Levamos o Michael para comer arroz com peixe num barzinho da redondeza. Enquanto ele comia eu o assistia. Na ânsia de sua fome alguns bagos de arroz cairam em sua cadeira e ele descansou o garfo, apanhou os bagos e os colocou no cantinho do prato. Essa simples atitude falou tanto comigo sobre aquele menino. Acertei com nosso time “precisamos tirá-lo de lá e dar uma chance para ele viver”. Eles todos disseram quase que em coro “a gente já ia sugerir a mesma coisa pois pelo que ouvimos lá temos receio que algo aconteça a ele.” Daí eu disse “então está resolvido, já o levamos daqui” mas nosso time disse que não poderíamos fazer isso pois o pai dele poderia aproveitar desta oportunidade para dizer a polícia que sequestramos seu filho. Disseram que o levariam de volta a sua casa e que no dia seguinte  iriam ver o pai dele para pedir que assinasse um documento permitindo que levassemos o Michael. Michael retornou para casa triste. Assim como eu ele também havia achado que ele não retornaria para lá mais.

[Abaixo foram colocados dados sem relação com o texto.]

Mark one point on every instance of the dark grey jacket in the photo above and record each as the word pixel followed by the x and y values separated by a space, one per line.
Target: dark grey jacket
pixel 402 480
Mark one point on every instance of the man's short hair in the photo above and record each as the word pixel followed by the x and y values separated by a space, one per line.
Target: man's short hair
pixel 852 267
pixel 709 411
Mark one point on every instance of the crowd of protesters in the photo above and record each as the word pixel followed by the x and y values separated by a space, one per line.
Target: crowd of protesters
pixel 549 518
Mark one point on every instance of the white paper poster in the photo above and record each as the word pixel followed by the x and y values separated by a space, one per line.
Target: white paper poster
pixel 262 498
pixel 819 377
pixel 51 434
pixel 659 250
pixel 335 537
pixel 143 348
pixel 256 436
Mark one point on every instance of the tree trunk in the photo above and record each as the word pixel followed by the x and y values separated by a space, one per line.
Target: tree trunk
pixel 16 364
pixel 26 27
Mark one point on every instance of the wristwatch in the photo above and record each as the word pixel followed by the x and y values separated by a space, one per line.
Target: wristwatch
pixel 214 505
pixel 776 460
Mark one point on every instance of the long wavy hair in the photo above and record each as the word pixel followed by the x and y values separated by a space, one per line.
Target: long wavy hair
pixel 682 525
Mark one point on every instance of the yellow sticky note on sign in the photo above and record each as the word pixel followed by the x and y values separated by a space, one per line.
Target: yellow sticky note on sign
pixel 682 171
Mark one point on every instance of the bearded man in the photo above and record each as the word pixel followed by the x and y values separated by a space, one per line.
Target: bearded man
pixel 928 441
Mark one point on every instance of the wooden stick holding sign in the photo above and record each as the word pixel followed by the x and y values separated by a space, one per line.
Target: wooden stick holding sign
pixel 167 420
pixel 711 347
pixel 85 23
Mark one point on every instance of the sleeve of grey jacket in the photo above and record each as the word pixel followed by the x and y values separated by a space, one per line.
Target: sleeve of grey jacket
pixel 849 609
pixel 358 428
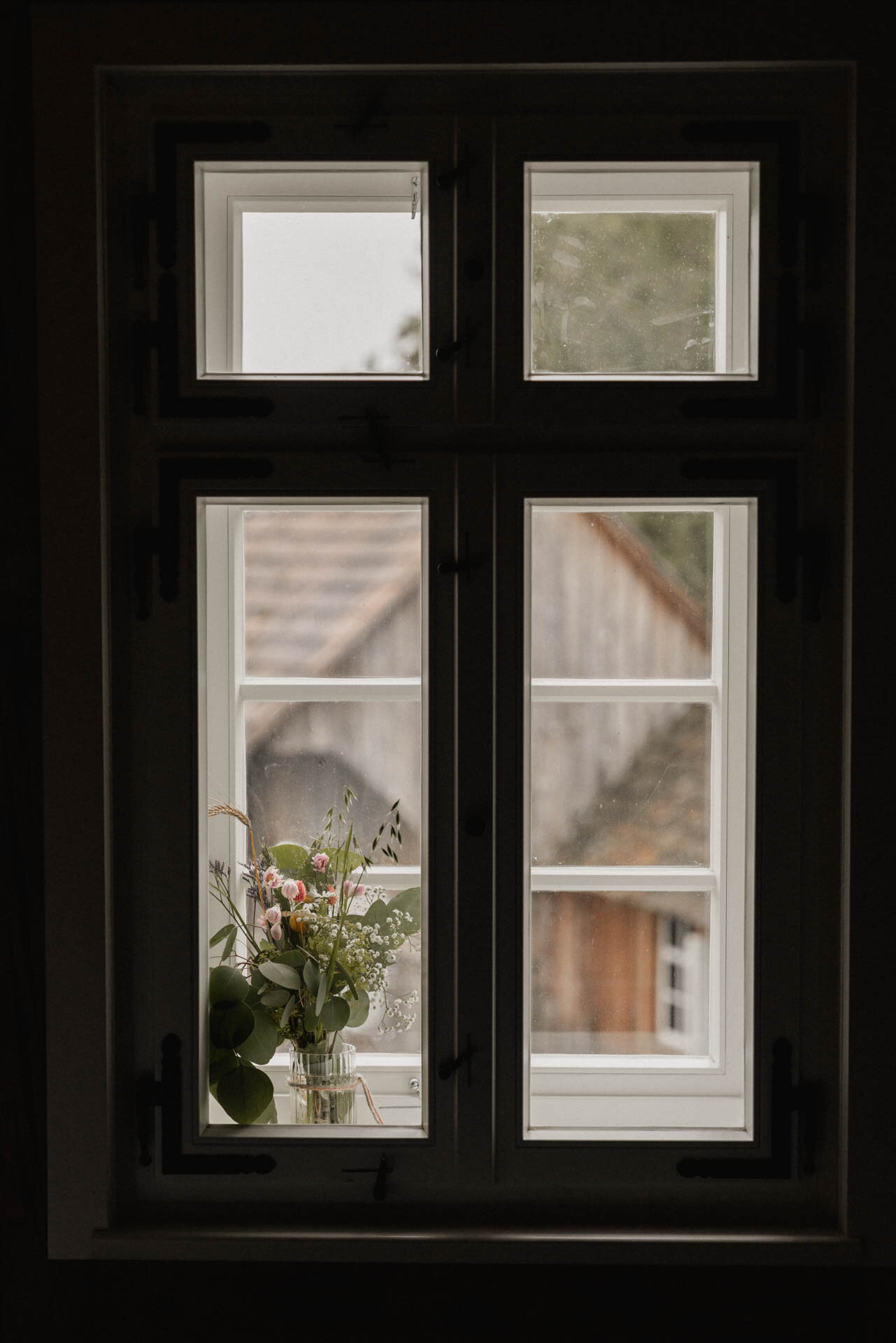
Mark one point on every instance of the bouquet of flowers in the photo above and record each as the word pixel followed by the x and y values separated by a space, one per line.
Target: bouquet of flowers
pixel 319 946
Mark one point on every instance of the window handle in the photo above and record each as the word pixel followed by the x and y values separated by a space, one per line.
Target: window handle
pixel 382 1172
pixel 450 1065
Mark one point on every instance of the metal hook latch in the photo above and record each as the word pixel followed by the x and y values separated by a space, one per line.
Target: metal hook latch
pixel 382 1172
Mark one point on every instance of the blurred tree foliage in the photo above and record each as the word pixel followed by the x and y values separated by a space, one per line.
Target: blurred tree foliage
pixel 681 547
pixel 623 293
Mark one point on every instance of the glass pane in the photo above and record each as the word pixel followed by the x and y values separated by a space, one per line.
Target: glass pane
pixel 301 756
pixel 620 973
pixel 332 592
pixel 332 292
pixel 620 783
pixel 624 293
pixel 621 594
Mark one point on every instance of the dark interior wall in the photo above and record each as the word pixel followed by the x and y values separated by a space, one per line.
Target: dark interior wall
pixel 445 33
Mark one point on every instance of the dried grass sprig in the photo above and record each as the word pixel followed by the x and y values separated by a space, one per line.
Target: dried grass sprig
pixel 223 810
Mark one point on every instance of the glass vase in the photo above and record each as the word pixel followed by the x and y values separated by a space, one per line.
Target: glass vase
pixel 322 1086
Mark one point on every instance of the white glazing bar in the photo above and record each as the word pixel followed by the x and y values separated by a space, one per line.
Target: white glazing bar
pixel 300 689
pixel 623 879
pixel 579 690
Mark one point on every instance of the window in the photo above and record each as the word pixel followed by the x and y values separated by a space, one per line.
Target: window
pixel 311 270
pixel 641 270
pixel 641 652
pixel 313 641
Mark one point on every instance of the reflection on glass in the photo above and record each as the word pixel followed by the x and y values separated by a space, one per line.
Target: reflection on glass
pixel 332 292
pixel 624 292
pixel 332 592
pixel 620 973
pixel 620 594
pixel 301 756
pixel 620 783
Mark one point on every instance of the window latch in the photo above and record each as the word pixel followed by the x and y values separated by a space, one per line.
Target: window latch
pixel 166 1095
pixel 450 1065
pixel 382 1172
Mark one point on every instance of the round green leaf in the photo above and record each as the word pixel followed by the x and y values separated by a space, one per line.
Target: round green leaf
pixel 276 998
pixel 280 974
pixel 230 1024
pixel 226 985
pixel 289 857
pixel 262 1042
pixel 359 1010
pixel 245 1093
pixel 335 1014
pixel 222 1065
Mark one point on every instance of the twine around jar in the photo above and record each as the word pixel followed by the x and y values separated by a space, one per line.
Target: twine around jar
pixel 359 1081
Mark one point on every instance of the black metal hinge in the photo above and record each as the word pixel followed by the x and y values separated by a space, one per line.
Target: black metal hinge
pixel 786 1099
pixel 382 1172
pixel 166 1095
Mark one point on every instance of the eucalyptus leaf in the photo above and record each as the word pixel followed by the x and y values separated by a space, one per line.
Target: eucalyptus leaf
pixel 222 934
pixel 230 1024
pixel 335 1014
pixel 278 974
pixel 269 1116
pixel 262 1042
pixel 375 914
pixel 292 958
pixel 276 998
pixel 289 857
pixel 321 994
pixel 222 1065
pixel 347 978
pixel 357 1011
pixel 408 903
pixel 245 1093
pixel 226 985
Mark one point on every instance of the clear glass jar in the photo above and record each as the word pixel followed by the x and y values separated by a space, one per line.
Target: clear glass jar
pixel 322 1086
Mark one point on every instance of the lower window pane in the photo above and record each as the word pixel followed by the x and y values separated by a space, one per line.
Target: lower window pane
pixel 620 783
pixel 620 973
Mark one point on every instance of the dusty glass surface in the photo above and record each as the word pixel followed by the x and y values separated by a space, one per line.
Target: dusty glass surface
pixel 620 594
pixel 620 783
pixel 624 293
pixel 620 973
pixel 301 756
pixel 332 592
pixel 332 292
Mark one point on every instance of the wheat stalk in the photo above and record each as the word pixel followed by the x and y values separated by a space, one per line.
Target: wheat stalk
pixel 223 810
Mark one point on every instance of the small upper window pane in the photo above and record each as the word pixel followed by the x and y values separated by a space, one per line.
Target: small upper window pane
pixel 311 270
pixel 640 271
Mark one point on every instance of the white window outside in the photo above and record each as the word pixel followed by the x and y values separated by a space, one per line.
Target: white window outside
pixel 641 270
pixel 640 776
pixel 312 270
pixel 312 657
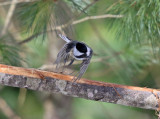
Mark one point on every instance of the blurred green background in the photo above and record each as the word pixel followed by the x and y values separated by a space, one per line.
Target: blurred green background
pixel 125 45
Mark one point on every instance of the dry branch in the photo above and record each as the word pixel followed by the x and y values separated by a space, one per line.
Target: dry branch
pixel 92 90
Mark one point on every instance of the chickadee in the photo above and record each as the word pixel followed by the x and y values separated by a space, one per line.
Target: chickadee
pixel 74 50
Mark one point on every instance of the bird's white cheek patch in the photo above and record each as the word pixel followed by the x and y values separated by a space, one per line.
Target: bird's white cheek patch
pixel 88 51
pixel 76 52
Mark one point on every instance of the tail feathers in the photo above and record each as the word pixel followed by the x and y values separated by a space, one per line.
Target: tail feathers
pixel 65 38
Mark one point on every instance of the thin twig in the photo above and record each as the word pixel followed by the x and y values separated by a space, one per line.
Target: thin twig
pixel 9 17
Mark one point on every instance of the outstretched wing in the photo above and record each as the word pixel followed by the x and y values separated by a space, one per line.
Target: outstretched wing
pixel 65 38
pixel 83 68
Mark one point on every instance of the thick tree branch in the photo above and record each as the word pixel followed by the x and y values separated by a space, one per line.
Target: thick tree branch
pixel 92 90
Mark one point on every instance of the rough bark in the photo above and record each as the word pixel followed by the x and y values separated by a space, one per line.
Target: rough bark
pixel 92 90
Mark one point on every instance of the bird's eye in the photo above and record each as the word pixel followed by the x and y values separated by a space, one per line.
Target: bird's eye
pixel 81 47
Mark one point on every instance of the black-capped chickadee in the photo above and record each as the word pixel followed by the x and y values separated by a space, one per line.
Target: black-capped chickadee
pixel 74 50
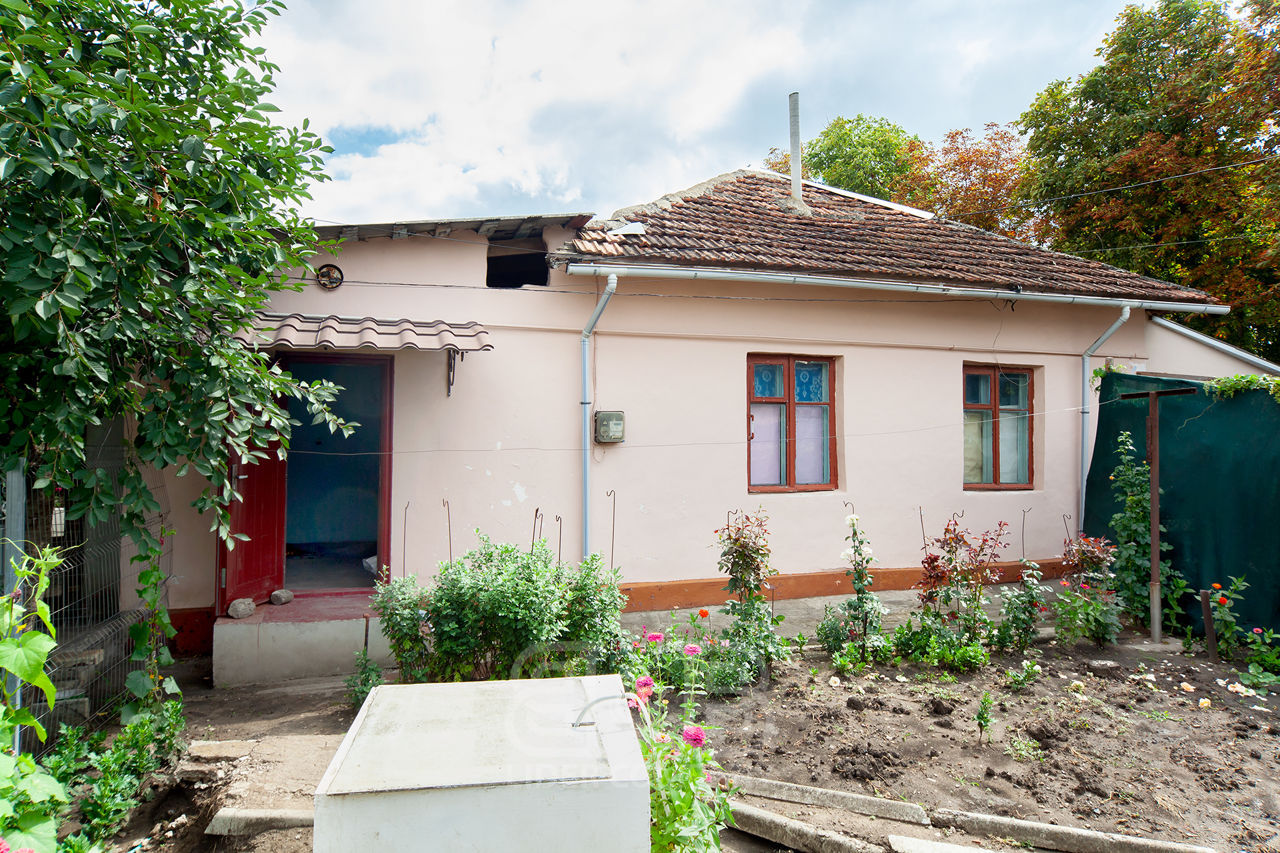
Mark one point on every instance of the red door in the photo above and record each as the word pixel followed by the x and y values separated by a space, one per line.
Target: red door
pixel 255 568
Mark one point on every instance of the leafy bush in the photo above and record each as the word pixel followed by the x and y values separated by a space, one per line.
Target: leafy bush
pixel 745 559
pixel 1087 605
pixel 858 619
pixel 1020 609
pixel 1130 482
pixel 686 810
pixel 366 676
pixel 502 612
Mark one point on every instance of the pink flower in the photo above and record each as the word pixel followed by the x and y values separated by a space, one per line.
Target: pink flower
pixel 694 735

Dias se passaram sem que conseguissemos encontrar seu pai. Ele estava claramente nos evitando, até que a Uduak conseguiu encontrá-lo ao esperá-lo em sua casa até as nove da noite. Para nossa surpresa ele recusou a assinar o papel e disse que deveríamos ter ficado com o menino na primeira vez em que o achamos. Disse que agora não vai deixar que o levemos. Contudo continua sem dar tratamento adequado ao Michael e nosso time sempre que pode aparece por lá. A polícia não faz mais nada a respeito e nós estamos de mãos “quase” atadas.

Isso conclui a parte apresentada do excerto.